The main pollutants in the air mainly include PM2.5, PM10, CO, NO2, SO2, O3, and they are often referred to as the two aerosols and four gases. Atmospheric monitoring stations are often used by many large cities to realize the monitoring of these pollutants. These atmospheric monitoring stations are called reference sensor stations in this study. The advantage of reference sensor stations is that the monitoring data of air pollutant concentrations are more accurate (Luo et al., 2022). However, the high cost of constructing and maintaining a reference sensor station makes it difficult to achieve grid-based deployment. In addition, the data release of the reference sensor station is characterized by a lag, so it is also difficult for it to achieve real-time monitoring of an area.

The emergence and development of miniature air quality monitors has facilitated the monitoring of air pollutant concentrations. It collects gas samples from the surrounding environment through an air inlet and then transmits the collected gas samples to the sensing area of an electrochemical sensor. The gas samples come into contact with the working electrodes in the electrochemical sensors, triggering an electrochemical reaction. The electrical signals generated by the electrochemical reaction will be recorded by the sensors and converted into measurable signal outputs, and the final data monitoring results will be obtained. The advantages of miniature air quality monitors are that they are easy to install, less costly, and can be deployed on a large scale in key areas to enable grid-based monitoring of the area. In addition, they are easy to read and can enable real-time monitoring of the concentration of air pollutants (Masson et al., 2015; Spinelle et al., 2015). Some miniature air quality monitors can not only monitor the concentration of two aerosols and four gases, but also realize the monitoring of some meteorological parameters such as wind speed, pressure, precipitation, temperature and humidity. The locations where the miniature air quality monitors are deployed are referred to as miniature sensor stations in this study.

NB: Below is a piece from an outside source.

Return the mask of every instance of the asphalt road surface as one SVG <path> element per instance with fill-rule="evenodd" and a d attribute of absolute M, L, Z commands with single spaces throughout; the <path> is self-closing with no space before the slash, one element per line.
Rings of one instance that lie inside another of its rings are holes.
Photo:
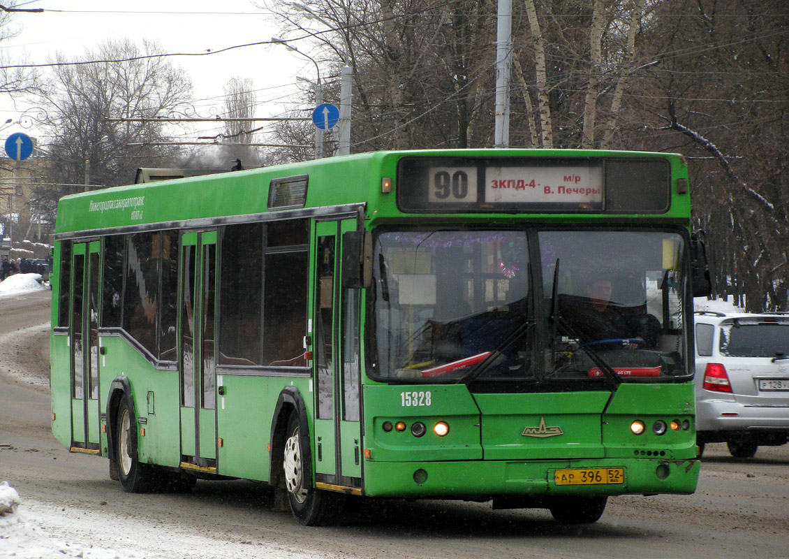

However, the electrochemical sensors of the miniature air quality monitors are susceptible to cross-talk from external factors such as weather factors and changes in the concentration of other non-conventional gaseous pollutants. In addition, the electrochemical sensors are susceptible to zero drift and range drift after prolonged use, which can lead to errors in the measurement data of the miniature air quality monitor (Castell et al., 2017; Liu et al., 2021a). Therefore, calibration of miniature sensor measurements can promote the development and popularization of miniature air quality monitors and guarantee the sustainable development of air quality.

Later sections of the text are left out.